In die am Samstag beginnende Bundesliga-Saison gehen die 18 Clubs erneut mit leicht verringerten Etats.

Nach 73,2 Millionen Euro im Vorjahr plant die Liga laut einer "dpa"-Umfrage nun mit 72,8 Millionen Euro, obwohl finanzstärkere Neulinge dazugekommen sind als in der vorigen Spielzeit. Nach Ligaangaben sind dafür in erster Linie gesunkene Spielergehälter verantwortlich.

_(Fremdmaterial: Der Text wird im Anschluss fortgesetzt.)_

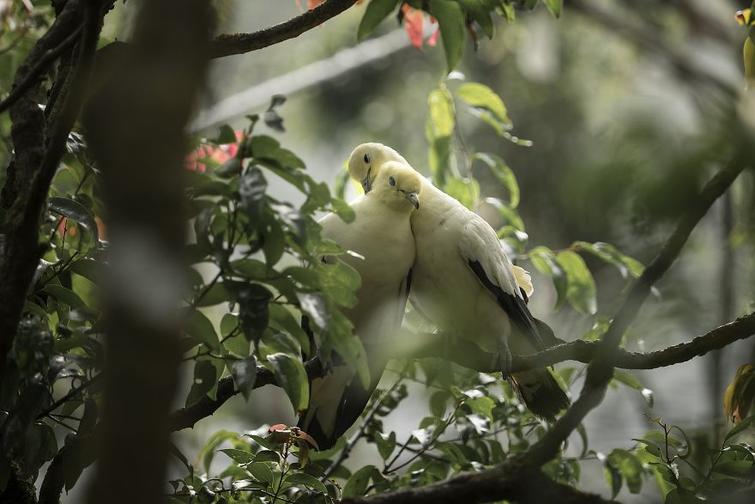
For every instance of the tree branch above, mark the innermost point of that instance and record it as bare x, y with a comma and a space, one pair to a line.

Das meiste Geld hat einmal mehr Titelverteidiger THW Kiel mit neun Millionen Euro zur Verfügung. Am Ende des Rankings stehen die Aufsteiger ThSV Eisenach und TV Emsdetten mit je 1,5 Millionen Euro.

Den prominentesten Neuzugang hat die HSG Wetzlar mit dem zweimaligen Welthandballer Ivano Balic verpflichtet. Der Kroate kam von Atletico Madrid nach Hessen. Mit neun Neuen holte der HSV Hamburg die meisten Spieler in seinen Kader.